The weaknesses come from the same source as the strengths. The independence assumption is wrong: in real text, "New" and "York" co-occur far more than independence would predict, and treating their evidence as additive double-counts. As a consequence, Naive Bayes tends to be badly calibrated, its posterior probabilities are systematically too confident, often pinned near 0 or 1 even when the truth is closer to 50-50. If you want a probability that genuinely reflects uncertainty (for triage thresholds, expected-value calculations, or stacking), you must apply post-hoc calibration such as Platt scaling or isotonic regression. The model also cannot capture feature interactions: it cannot learn that two features matter only when both are present, because the contribution of each is a fixed per-class log-weight regardless of context. And Gaussian Naive Bayes specifically can perform poorly when the per-class feature distributions are far from Gaussian.

Where Naive Bayes lives in 2026

Naive Bayes remains a genuine baseline rather than a museum piece. Spam filters in modern email systems still incorporate Naive Bayes scores as one feature among many, alongside neural classifiers and behavioural signals. Smaller-scale document classification, sorting customer-support tickets, tagging news feeds, triaging research abstracts, frequently runs on Multinomial Naive Bayes because it is good enough, costs almost nothing to train, and is easy to inspect. In educational and rapid-prototyping settings, it is often the first classifier reached for: it gets a result on a new dataset within minutes and tells you whether the problem is hard before you invest in a transformer.
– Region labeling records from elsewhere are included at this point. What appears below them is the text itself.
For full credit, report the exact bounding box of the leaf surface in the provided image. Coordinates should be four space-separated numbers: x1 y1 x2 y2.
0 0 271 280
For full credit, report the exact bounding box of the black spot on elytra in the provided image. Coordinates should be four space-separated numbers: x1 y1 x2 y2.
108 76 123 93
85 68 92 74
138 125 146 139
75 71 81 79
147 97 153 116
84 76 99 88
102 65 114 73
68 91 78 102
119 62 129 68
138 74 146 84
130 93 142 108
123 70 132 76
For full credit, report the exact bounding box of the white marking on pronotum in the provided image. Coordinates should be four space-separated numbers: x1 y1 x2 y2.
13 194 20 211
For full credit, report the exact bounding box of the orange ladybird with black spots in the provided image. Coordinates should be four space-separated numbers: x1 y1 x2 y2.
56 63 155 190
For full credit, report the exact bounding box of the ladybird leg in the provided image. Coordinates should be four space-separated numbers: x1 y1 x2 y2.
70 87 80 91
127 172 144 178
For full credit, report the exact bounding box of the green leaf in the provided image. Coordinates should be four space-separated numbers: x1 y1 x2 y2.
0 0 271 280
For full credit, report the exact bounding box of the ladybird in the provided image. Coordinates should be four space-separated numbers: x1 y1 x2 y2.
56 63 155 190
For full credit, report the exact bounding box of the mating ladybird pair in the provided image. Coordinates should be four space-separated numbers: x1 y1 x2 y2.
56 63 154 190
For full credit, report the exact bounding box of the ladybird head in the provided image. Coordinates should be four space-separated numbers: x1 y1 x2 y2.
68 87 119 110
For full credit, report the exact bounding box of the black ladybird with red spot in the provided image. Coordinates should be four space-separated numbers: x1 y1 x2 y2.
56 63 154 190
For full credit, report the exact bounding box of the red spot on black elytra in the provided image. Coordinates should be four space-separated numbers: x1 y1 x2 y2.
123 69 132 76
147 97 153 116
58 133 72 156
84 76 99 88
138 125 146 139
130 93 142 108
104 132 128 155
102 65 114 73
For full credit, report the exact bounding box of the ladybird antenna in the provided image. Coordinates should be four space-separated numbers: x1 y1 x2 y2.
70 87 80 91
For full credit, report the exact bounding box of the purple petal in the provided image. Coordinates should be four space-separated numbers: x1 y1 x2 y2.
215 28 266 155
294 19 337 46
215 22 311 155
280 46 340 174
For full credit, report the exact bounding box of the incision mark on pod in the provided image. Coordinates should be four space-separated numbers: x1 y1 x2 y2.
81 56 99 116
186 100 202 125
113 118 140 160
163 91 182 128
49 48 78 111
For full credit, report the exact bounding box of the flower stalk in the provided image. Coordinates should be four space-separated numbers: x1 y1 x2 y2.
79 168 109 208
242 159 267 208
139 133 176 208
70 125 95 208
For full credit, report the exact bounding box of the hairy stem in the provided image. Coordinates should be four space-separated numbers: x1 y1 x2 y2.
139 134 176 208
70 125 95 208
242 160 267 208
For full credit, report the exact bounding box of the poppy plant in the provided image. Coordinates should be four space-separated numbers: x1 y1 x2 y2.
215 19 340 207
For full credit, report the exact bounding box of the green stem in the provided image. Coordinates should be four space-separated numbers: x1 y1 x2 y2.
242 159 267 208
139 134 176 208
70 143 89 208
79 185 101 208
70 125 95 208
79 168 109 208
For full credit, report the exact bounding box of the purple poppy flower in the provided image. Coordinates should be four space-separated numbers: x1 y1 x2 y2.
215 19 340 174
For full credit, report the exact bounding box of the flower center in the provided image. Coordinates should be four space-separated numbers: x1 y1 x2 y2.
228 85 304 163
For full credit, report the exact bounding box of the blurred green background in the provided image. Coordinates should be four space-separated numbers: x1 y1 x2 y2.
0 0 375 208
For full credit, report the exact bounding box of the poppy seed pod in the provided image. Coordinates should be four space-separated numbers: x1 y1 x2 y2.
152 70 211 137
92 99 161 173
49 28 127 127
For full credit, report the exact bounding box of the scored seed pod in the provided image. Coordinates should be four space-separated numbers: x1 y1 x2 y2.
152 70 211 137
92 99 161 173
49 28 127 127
For serious text tasks at scale, neural classifiers, fine-tuned transformer encoders, LLM-based zero-shot or few-shot pipelines, now dominate. They capture word order, long-range context, and feature interactions that Naive Bayes throws away. Even so, Naive Bayes survives because of the engineering economics: it runs on a CPU, fits in a few megabytes, and updates cheaply. It also survives as a sanity check. If your million-parameter model cannot beat Multinomial Naive Bayes on your dataset, your model is broken or your features are wrong.

It is also a useful teaching device. The arithmetic is transparent enough to do by hand on a small example, the assumption is explicit enough to argue with, and the connection to Bayes' theorem makes the link to the broader probabilistic framework concrete. Students who first meet Naive Bayes tend to internalise the prior–likelihood–posterior structure in a way that abstract treatments rarely achieve, and the lesson generalises to logistic regression, Bayesian networks, and the probabilistic deep models we meet in later chapters.

What you should take away

Naive Bayes applies Bayes' theorem with one simplifying assumption: features are conditionally independent given the class. The assumption is usually wrong, yet the classifier often works.
The trick reduces $d$-dimensional density estimation to $d$ one-dimensional ones, trading bias for variance, useful when data are scarce.
The three standard variants, Multinomial, Bernoulli, Gaussian, match the three common feature types: counts, binary indicators, continuous values.
Strengths are speed, interpretability, robustness to irrelevant features, and small-data competence; weaknesses are poorly calibrated probabilities and an inability to model feature interactions.
In 2026 Naive Bayes is mostly a baseline and an educational anchor rather than a production champion, but it remains the right first move when you want a working classifier in five minutes.